Egyptian, Syrian Leaders Agree Clashes Undermine Peace Process
President Bashar al-Assad of Syria and Hosni Mubarak of Egypt agreed Sunday that the Palestinian-Israeli clashes are undermining an already "precarious" peace process, Egyptian Foreign Minister Amr Moussa said.
"There is complete agreement as to the seriousness of the situation and that the negative repercussions would adversely affect the peace process, which is itself in a very precarious state," Moussa said after the summit.
Moussa was speaking to reporters after four hours of talks between Mubarak and Assad, who arrived in Egypt on his first foreign trip since he succeeded his late father Hafez al-Assad as president in July.
Topping the agenda was "the situation in Jerusalem and the very negative atmosphere created and caused by the visit" to the Al-Aqsa mosque compound on Thursday by Israel's right-wing Likud leader Ariel Sharon, Moussa said.
It was Sharon's visit that sparked four days of clashes, which has claimed the lives of more than 30 Palestinians and wounded hundreds of others.

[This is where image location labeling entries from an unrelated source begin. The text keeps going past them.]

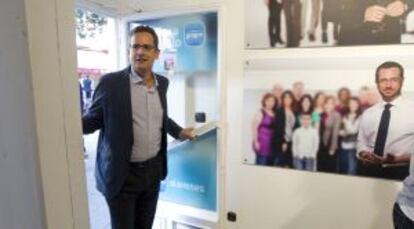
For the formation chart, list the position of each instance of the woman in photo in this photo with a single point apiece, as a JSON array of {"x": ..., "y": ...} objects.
[
  {"x": 284, "y": 158},
  {"x": 319, "y": 99},
  {"x": 349, "y": 133},
  {"x": 306, "y": 106},
  {"x": 330, "y": 125},
  {"x": 262, "y": 130},
  {"x": 344, "y": 95}
]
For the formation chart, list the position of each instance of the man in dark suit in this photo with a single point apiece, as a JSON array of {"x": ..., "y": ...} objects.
[{"x": 130, "y": 109}]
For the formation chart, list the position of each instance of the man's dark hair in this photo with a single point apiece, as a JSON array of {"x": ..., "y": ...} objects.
[
  {"x": 389, "y": 64},
  {"x": 145, "y": 29}
]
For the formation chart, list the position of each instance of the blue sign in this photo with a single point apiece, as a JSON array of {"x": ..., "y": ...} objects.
[
  {"x": 192, "y": 173},
  {"x": 194, "y": 34},
  {"x": 187, "y": 43}
]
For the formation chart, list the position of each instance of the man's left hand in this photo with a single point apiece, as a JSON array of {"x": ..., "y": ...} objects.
[
  {"x": 395, "y": 9},
  {"x": 187, "y": 134}
]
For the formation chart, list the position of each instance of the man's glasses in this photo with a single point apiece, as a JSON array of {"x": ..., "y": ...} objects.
[{"x": 145, "y": 47}]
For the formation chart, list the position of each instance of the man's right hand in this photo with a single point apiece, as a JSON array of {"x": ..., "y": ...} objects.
[
  {"x": 371, "y": 158},
  {"x": 375, "y": 13}
]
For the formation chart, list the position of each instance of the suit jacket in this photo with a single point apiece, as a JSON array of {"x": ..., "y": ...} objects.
[{"x": 111, "y": 112}]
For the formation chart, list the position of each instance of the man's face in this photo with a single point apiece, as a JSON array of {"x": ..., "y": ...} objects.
[
  {"x": 142, "y": 52},
  {"x": 389, "y": 83}
]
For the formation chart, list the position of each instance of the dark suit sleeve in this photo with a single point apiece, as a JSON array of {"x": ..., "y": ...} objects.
[
  {"x": 173, "y": 128},
  {"x": 93, "y": 119}
]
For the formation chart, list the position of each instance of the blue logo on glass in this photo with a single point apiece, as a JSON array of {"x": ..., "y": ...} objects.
[{"x": 194, "y": 34}]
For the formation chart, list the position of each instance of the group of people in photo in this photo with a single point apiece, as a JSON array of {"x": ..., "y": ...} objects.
[
  {"x": 310, "y": 131},
  {"x": 354, "y": 22}
]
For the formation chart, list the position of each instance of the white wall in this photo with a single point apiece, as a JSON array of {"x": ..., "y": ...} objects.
[
  {"x": 20, "y": 193},
  {"x": 41, "y": 160}
]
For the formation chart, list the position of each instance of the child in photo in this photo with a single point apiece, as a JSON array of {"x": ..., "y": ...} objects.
[{"x": 305, "y": 142}]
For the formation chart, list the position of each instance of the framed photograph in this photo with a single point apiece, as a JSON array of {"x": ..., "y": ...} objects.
[
  {"x": 312, "y": 114},
  {"x": 317, "y": 23}
]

The Arab leaders also discussed the two remaining tracks of the peace process with Israel, the Palestinian and Syrian ones, Moussa added.
While Palestinian-Israeli talks have made no headway since the Camp David summit failed in July, mainly over the future status of Jerusalem, Syria's peace talks with Israel have been suspended since January.
The sticking point is the future of the strategic Golan Heights, which overlook the Sea of Galilee and northeastern Israel and which were captured by Israel from Syria in the 1967 Middle East war.
Syria demands that Israel return all the captured land, back to the position in force in June 1967 before its seizure, which would give Damascus access to the fresh water Sea of Galilee.
Israel has expressed willingness to return the Golan, but wants to withdraw only to a 1923 border, which would give it the Sea of Galilee in its entirety.
Assad and Mubarak also discussed inter-Arab ties, including relations with Iraq, which has enjoyed growing support from Syria, Egypt and other Arab countries for an end to 10 years of international sanctions, Mussa added.
Mussa said that Assad and Mubarak would discuss Iraq again on Monday when they hold another round of talks before Assad leaves Egypt.
Sanctions were imposed on Iraq after it invaded Kuwait in August 1990. Syria and Egypt both joined the US-led force to end the occupation in January 1991.
Assad will travel "soon" to Saudi Arabia, Turkey, Iran and France, according to Turki Sakr, the managing editor of the Syrian government daily Al-Baath who is travelling with the Syrian leader.
Assad will also visit Lebanon, where Syrian influence is paramount, as soon a new government is formed in Beirut, Sakr said.
Neither Assad nor Mubarak made a statement after their meeting, which later included their ministers and aides.